Esling, John, Allison Benner, Silvia Calamai, Chiara Celata, Lise Crevier Buchman, Míša Hejná, and Scott Moisik. 2023. “The Pedagogy of the Laryngeal Articulator Model.” Proceedings of the 20th International Congress of Phonetic Sciences, Prague: 1725–1729. https://guarant.cz/icphs2023/185.pdf.

Abstract: The Laryngeal Articulator Model (LAM) approach to the vocal tract in speech production has emerged over the past decades as an alternative to a strictly glottolingual approach. The LAM expands explanatory power by acknowledging: 1. that the larynx is a complex articulator consisting of a network of structures; and 2. that articulations in the lower vocal tract interact with articulations in the oral vocal tract. The LAM approach to speech production is not yet widely implemented in phonetics and phonology teaching materials. The main goal of this paper is to explore the different challenges of laryngeal pedagogy in order to make it easier for scholars in the field to engage with the LAM in pedagogical contexts. To do this we present the authors’ specific experiences using the LAM in different pedagogical situations: teaching voice quality, training research/teaching assistants, writing textbooks, training speech clinicians, and modelling speech production.


Hejná, Míša, and Anna Jespersen. 2022. “Ageing Well: Social but also Biological Reasons for Age-Grading.” Language & Linguistics Compass 16 (5–6): e12450. https://doi.org/10.1111/lnc3.12450.

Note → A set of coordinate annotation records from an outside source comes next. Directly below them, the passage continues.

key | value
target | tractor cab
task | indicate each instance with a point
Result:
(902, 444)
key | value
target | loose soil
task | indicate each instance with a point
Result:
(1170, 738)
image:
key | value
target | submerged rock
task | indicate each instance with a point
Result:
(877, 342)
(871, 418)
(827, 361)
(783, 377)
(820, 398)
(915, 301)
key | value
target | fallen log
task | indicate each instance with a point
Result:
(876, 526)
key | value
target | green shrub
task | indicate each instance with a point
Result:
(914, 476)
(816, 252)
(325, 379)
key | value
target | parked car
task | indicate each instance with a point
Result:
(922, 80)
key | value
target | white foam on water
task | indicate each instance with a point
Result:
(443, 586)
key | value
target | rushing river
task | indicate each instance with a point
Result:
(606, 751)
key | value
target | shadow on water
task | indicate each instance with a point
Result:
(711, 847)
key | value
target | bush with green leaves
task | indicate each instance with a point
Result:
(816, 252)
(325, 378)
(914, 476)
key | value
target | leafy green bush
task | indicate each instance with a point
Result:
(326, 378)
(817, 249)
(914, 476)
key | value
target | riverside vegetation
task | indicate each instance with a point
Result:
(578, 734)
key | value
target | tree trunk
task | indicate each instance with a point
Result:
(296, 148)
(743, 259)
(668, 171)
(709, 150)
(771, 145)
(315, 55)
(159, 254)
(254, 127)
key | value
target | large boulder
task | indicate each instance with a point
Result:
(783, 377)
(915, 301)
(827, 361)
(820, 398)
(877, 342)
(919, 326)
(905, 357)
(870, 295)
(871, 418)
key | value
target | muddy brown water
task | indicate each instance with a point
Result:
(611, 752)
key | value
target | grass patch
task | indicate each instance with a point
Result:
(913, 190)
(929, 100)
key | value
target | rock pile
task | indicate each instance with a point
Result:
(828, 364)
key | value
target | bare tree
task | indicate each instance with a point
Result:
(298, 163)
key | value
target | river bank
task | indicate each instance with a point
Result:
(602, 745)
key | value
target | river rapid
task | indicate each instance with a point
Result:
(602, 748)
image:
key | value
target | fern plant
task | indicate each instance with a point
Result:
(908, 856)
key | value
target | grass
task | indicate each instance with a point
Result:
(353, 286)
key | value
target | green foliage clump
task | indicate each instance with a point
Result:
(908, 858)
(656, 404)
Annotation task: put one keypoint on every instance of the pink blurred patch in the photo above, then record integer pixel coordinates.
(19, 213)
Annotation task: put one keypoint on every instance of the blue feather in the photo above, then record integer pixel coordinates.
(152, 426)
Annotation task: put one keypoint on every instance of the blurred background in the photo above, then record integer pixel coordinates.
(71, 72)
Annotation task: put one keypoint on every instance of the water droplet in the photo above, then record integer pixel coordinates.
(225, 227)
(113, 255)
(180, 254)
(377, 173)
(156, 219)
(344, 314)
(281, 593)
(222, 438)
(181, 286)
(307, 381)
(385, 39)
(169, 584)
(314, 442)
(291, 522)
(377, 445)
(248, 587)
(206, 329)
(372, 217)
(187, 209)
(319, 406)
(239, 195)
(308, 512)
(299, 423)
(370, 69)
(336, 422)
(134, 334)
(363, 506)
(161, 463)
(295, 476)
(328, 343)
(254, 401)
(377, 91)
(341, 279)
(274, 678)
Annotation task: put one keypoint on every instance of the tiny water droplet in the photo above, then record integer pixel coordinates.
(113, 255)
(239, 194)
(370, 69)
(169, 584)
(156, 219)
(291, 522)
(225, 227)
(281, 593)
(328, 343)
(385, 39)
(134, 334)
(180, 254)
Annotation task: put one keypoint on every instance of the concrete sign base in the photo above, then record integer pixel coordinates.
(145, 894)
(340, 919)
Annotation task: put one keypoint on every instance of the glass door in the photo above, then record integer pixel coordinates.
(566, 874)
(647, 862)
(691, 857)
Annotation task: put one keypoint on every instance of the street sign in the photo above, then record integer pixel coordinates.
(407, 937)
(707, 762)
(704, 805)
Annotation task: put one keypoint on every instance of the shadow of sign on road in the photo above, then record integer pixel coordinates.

Abstract: The theory of language change has worked primarily with four basic language change profiles: generational change, age-grading, communal change, and stability. This paper focuses primarily on age-grading, the process whereby each generation undergoes a specific language change at the same age-related stage within their lifespan. Despite the necessary influence of biological change on the ageing body, the explanations put forward to explain why and how age-grading occurs have been primarily social. Previous work also often relies on the study of adolescents. Following the distinction between chronological, social, and biological ageing, this study provides an overview of biological factors which may also provide explanatory power, with a focus on phonetic variation. Considering biological factors can be important in order to avoid interpreting cases of biological age-grading as (solely) social in nature, and as cases of generational change rather than age-grading.